We expect Charlie to get much better at bootstrapping repo-specific competence automatically: learning patterns, commands, and conventions by observing the repo and outcomes, instead of relying on humans to maintain brittle “rules files” forever.
We also expect a real shift toward autonomous background work: Charlie should be able to run longer without constant interaction, while still being interruptible so humans can course-correct mid-flight rather than waiting for a run to finish.
And we expect more proactive, self-directed execution: not just “do what I asked,” but “find high-signal work, propose it clearly, and ship it safely.”

What do the best users of Charlie do differently that other teams can take advantage of?
The best customers move fast in how they learn to delegate: they give Charlie real tasks (not toy tasks), they iterate quickly on how they scope/phrase work, and they treat early usage as an experimentation loop until the collaboration style clicks.
They also invest in durable alignment: good instructions/playbooks and clear repo conventions, so Charlie can behave consistently without being micromanaged. That includes making sure the agent can actually run the checks that define “correct” in that codebase.
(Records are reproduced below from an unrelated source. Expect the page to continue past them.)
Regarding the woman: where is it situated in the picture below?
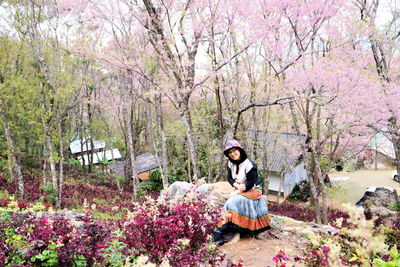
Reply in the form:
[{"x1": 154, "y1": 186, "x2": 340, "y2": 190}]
[{"x1": 214, "y1": 140, "x2": 271, "y2": 245}]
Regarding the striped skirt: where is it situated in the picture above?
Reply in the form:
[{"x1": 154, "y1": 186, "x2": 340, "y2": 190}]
[{"x1": 216, "y1": 189, "x2": 271, "y2": 242}]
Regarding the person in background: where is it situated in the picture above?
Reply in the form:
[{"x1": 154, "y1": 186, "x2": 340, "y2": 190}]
[{"x1": 214, "y1": 140, "x2": 271, "y2": 245}]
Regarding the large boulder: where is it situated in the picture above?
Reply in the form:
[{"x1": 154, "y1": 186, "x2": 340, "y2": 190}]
[{"x1": 356, "y1": 187, "x2": 400, "y2": 227}]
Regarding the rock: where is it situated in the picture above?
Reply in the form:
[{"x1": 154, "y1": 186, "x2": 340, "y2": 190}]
[
  {"x1": 161, "y1": 181, "x2": 195, "y2": 199},
  {"x1": 208, "y1": 182, "x2": 235, "y2": 208},
  {"x1": 357, "y1": 187, "x2": 400, "y2": 227},
  {"x1": 161, "y1": 181, "x2": 235, "y2": 208}
]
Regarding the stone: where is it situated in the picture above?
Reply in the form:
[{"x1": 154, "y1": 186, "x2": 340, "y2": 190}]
[
  {"x1": 161, "y1": 181, "x2": 235, "y2": 208},
  {"x1": 357, "y1": 187, "x2": 400, "y2": 227}
]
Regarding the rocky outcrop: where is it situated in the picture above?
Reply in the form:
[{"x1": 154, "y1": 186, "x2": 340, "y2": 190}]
[
  {"x1": 161, "y1": 181, "x2": 235, "y2": 208},
  {"x1": 357, "y1": 187, "x2": 400, "y2": 227}
]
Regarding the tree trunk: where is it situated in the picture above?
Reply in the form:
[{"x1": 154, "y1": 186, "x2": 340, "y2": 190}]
[
  {"x1": 124, "y1": 110, "x2": 139, "y2": 201},
  {"x1": 156, "y1": 94, "x2": 169, "y2": 189},
  {"x1": 289, "y1": 102, "x2": 321, "y2": 223},
  {"x1": 87, "y1": 99, "x2": 95, "y2": 173},
  {"x1": 40, "y1": 83, "x2": 58, "y2": 196},
  {"x1": 389, "y1": 116, "x2": 400, "y2": 175},
  {"x1": 56, "y1": 117, "x2": 64, "y2": 208},
  {"x1": 261, "y1": 138, "x2": 269, "y2": 197},
  {"x1": 179, "y1": 98, "x2": 201, "y2": 181},
  {"x1": 0, "y1": 112, "x2": 25, "y2": 198}
]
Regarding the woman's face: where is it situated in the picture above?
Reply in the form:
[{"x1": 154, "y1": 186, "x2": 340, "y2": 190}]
[{"x1": 228, "y1": 148, "x2": 240, "y2": 160}]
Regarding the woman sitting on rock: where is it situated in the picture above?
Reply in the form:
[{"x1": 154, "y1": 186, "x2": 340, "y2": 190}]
[{"x1": 214, "y1": 140, "x2": 271, "y2": 245}]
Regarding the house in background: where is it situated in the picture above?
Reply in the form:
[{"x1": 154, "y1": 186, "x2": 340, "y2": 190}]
[
  {"x1": 246, "y1": 130, "x2": 307, "y2": 201},
  {"x1": 364, "y1": 133, "x2": 396, "y2": 170},
  {"x1": 69, "y1": 138, "x2": 122, "y2": 169},
  {"x1": 109, "y1": 153, "x2": 160, "y2": 181}
]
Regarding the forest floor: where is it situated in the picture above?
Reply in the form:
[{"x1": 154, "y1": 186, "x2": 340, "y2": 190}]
[
  {"x1": 221, "y1": 228, "x2": 306, "y2": 267},
  {"x1": 221, "y1": 170, "x2": 400, "y2": 267},
  {"x1": 329, "y1": 170, "x2": 400, "y2": 204}
]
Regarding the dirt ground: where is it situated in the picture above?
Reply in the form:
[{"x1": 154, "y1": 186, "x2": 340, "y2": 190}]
[
  {"x1": 221, "y1": 170, "x2": 400, "y2": 267},
  {"x1": 221, "y1": 229, "x2": 306, "y2": 267},
  {"x1": 328, "y1": 170, "x2": 400, "y2": 204}
]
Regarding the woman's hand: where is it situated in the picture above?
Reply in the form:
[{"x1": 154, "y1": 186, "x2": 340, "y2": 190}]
[{"x1": 233, "y1": 182, "x2": 246, "y2": 192}]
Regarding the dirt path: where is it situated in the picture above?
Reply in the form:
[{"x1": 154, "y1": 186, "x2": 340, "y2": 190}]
[
  {"x1": 221, "y1": 170, "x2": 400, "y2": 267},
  {"x1": 329, "y1": 170, "x2": 400, "y2": 204},
  {"x1": 221, "y1": 229, "x2": 306, "y2": 267}
]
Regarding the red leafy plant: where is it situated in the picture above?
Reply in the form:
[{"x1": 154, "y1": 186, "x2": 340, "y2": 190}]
[{"x1": 123, "y1": 198, "x2": 223, "y2": 266}]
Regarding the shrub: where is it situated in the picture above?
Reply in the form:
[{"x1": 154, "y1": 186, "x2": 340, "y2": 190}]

More broadly, the teams that win are the ones that treat “agentic dev” as a workflow: small reviewable chunks, strong verification, and tight iteration—rather than expecting magic from a single prompt.
What percentage of code at the company is written by Charlie?
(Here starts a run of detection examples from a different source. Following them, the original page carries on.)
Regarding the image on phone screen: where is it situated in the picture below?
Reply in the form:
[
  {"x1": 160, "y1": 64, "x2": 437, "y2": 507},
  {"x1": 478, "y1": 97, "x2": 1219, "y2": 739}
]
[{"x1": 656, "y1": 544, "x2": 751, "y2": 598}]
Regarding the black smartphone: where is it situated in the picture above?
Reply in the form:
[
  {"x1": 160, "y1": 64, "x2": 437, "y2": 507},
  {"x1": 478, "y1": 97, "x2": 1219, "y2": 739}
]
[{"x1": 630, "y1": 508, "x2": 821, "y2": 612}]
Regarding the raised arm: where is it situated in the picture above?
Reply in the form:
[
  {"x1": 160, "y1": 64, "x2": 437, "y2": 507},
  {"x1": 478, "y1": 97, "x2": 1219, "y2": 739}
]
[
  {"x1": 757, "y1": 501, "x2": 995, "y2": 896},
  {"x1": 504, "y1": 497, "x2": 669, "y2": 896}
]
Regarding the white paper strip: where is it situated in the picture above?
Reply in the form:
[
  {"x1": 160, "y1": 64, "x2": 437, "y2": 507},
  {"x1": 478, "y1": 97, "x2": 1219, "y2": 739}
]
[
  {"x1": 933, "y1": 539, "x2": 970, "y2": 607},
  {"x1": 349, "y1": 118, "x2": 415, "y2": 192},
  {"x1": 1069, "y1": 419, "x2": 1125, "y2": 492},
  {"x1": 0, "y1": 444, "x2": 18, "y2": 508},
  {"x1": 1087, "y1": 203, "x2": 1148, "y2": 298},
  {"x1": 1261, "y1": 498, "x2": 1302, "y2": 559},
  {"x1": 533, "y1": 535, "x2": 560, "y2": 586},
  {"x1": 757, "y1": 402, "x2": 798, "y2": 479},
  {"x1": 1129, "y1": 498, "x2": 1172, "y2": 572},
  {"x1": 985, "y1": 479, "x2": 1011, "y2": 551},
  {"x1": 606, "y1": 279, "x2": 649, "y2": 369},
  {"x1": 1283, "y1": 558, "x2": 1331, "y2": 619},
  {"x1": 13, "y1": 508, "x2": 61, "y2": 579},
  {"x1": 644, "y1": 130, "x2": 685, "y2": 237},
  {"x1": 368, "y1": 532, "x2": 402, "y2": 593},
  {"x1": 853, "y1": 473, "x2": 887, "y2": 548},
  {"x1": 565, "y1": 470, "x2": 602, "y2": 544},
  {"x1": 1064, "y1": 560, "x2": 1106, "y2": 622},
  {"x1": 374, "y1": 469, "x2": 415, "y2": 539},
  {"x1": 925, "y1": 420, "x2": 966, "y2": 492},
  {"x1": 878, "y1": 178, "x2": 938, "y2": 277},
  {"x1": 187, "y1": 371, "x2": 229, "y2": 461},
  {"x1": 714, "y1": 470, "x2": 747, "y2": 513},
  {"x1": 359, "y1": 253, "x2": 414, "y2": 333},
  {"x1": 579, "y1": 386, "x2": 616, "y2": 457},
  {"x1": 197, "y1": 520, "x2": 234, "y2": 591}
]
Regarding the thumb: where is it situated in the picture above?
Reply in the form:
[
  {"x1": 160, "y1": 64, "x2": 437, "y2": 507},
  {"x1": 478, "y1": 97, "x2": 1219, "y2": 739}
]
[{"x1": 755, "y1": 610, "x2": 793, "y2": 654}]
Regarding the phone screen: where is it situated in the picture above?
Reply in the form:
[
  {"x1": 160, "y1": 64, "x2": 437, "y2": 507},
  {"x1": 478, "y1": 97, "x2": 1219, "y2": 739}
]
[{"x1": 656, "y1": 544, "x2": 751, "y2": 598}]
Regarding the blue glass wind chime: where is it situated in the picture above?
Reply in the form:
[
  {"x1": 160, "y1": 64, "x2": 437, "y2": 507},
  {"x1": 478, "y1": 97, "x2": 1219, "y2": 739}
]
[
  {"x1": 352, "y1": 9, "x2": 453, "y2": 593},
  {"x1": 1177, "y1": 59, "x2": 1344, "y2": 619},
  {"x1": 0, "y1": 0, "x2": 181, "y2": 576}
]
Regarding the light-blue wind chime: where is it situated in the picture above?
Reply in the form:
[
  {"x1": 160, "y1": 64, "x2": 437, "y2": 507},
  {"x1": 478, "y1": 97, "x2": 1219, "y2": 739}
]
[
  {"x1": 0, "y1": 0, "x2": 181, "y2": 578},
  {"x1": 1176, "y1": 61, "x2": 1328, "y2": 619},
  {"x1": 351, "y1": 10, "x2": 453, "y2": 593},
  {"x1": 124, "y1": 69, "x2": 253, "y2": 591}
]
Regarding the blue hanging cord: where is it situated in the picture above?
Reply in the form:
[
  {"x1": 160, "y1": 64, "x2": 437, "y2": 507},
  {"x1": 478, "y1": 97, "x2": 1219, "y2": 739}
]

We don’t think “% of lines of code” is a great metric here; it’s too easy to game and too easy to misinterpret.
The most honest proxy is PR-based (what fraction of shipped changes are authored via the agent), because it tracks outcomes rather than activity.
We have publicly described our own internal adoption as very high (e.g., “Charlie built all of Charlie (~90% of PRs)”), which captures the directionally true story without pretending there’s a single perfect “% of code” number.
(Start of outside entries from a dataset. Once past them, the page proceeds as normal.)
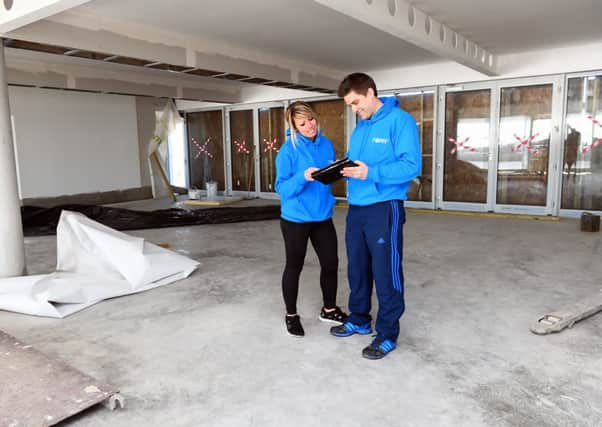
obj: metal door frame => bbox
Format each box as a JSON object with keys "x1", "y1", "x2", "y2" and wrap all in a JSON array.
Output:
[
  {"x1": 434, "y1": 81, "x2": 497, "y2": 212},
  {"x1": 491, "y1": 75, "x2": 565, "y2": 215}
]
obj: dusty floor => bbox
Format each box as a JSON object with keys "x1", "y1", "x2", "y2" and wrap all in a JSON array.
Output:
[{"x1": 0, "y1": 209, "x2": 602, "y2": 427}]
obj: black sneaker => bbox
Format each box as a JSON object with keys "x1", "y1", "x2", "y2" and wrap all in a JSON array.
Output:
[
  {"x1": 284, "y1": 314, "x2": 305, "y2": 338},
  {"x1": 319, "y1": 306, "x2": 347, "y2": 325},
  {"x1": 362, "y1": 338, "x2": 397, "y2": 360}
]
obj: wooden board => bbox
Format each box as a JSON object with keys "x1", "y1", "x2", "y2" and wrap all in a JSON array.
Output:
[
  {"x1": 184, "y1": 197, "x2": 242, "y2": 206},
  {"x1": 0, "y1": 331, "x2": 117, "y2": 427}
]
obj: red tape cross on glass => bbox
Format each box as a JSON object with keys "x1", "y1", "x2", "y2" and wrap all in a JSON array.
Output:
[
  {"x1": 234, "y1": 139, "x2": 251, "y2": 154},
  {"x1": 447, "y1": 136, "x2": 477, "y2": 154},
  {"x1": 191, "y1": 137, "x2": 213, "y2": 159},
  {"x1": 581, "y1": 116, "x2": 602, "y2": 154},
  {"x1": 263, "y1": 138, "x2": 278, "y2": 153},
  {"x1": 512, "y1": 133, "x2": 539, "y2": 154}
]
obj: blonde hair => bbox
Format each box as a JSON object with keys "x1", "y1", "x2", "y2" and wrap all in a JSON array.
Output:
[{"x1": 286, "y1": 101, "x2": 320, "y2": 148}]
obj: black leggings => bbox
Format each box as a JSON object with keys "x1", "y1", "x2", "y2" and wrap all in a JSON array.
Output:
[{"x1": 280, "y1": 219, "x2": 339, "y2": 314}]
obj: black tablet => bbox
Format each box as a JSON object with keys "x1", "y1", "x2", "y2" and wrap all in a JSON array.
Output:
[{"x1": 311, "y1": 157, "x2": 358, "y2": 184}]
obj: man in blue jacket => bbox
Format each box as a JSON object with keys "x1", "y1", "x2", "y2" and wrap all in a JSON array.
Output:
[{"x1": 330, "y1": 73, "x2": 422, "y2": 359}]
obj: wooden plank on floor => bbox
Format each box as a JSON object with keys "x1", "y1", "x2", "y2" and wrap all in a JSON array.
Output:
[{"x1": 0, "y1": 331, "x2": 117, "y2": 427}]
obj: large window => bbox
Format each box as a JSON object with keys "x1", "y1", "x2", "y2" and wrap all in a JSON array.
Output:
[
  {"x1": 230, "y1": 110, "x2": 255, "y2": 191},
  {"x1": 259, "y1": 107, "x2": 284, "y2": 192},
  {"x1": 186, "y1": 110, "x2": 226, "y2": 191},
  {"x1": 561, "y1": 76, "x2": 602, "y2": 210},
  {"x1": 397, "y1": 91, "x2": 435, "y2": 202},
  {"x1": 496, "y1": 84, "x2": 553, "y2": 206},
  {"x1": 443, "y1": 89, "x2": 491, "y2": 203}
]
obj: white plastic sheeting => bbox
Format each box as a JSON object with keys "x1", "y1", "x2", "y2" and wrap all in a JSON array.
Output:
[{"x1": 0, "y1": 211, "x2": 199, "y2": 318}]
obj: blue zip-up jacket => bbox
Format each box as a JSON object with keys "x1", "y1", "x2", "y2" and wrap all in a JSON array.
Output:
[
  {"x1": 276, "y1": 129, "x2": 335, "y2": 222},
  {"x1": 347, "y1": 97, "x2": 422, "y2": 206}
]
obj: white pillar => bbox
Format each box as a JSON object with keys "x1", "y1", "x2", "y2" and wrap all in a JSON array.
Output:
[{"x1": 0, "y1": 38, "x2": 25, "y2": 277}]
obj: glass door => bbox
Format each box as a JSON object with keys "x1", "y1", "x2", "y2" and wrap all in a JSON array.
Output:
[
  {"x1": 227, "y1": 106, "x2": 257, "y2": 196},
  {"x1": 494, "y1": 78, "x2": 562, "y2": 215},
  {"x1": 560, "y1": 74, "x2": 602, "y2": 216},
  {"x1": 258, "y1": 103, "x2": 285, "y2": 196},
  {"x1": 395, "y1": 88, "x2": 436, "y2": 208},
  {"x1": 435, "y1": 84, "x2": 495, "y2": 211},
  {"x1": 186, "y1": 110, "x2": 226, "y2": 192}
]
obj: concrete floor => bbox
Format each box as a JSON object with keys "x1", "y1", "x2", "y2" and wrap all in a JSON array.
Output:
[{"x1": 0, "y1": 209, "x2": 602, "y2": 427}]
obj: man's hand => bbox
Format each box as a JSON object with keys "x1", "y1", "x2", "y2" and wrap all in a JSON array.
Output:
[
  {"x1": 341, "y1": 160, "x2": 368, "y2": 180},
  {"x1": 303, "y1": 166, "x2": 318, "y2": 181}
]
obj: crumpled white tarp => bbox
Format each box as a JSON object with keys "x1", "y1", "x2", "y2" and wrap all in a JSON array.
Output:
[{"x1": 0, "y1": 211, "x2": 199, "y2": 318}]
What changes have you seen in customer teams as a result from using Charlie and how might that evolve this coming year?
Teams shift time away from typing and toward higher-leverage work: scoping, reviewing, and clarifying intent. When the agent is productive, the bottleneck becomes decision-making and verification, not implementation.
We also see acceleration in the “bug report → fix PR” loop, because it becomes cheaper to try a fix, validate it, and iterate. And we see process upgrades: teams write clearer issues and plans (often with the agent’s help) because ambiguity becomes an obvious tax when you’re delegating more work.
If agents keep improving, these shifts intensify: teams will likely formalize lightweight “agent ops” norms to manage parallel work safely and keep review high-signal.
What are some truly hard challenges in agentic development that you think we still won’t be able to solve in 2026?
High-level decisions will remain hard: prioritization, taste, product judgment, and strategy all require deep context plus human intent that isn’t fully written down. Even if agents get better at implementation, that layer won’t disappear.
Verification is the other hard wall. As agents produce more code, review becomes the bottleneck, and “it compiles and tests pass” often isn’t enough evidence. We can get better—moving from easy signals (types/tests) toward stronger evidence over time—but reliable “proof that this change does the right thing” is still an unsolved problem for most real software.
In other words: we can keep raising the floor on correctness, but the hardest problems will remain the ones where the spec is fuzzy and the ground truth is expensive.
If Charlie could get a holiday gift, what do you think he’d want?
Interruptibility: the ability to receive and incorporate follow-up messages after a run starts, so humans can steer without waiting for a full stop/start cycle.
And clearer intent: humans being explicit and precise about what they want, what constraints matter, and what “done” means—because that’s the difference between autonomous progress and fast-but-wrong work.

We can’t wait to show you what else is in store for Charlie in 2026. Onward!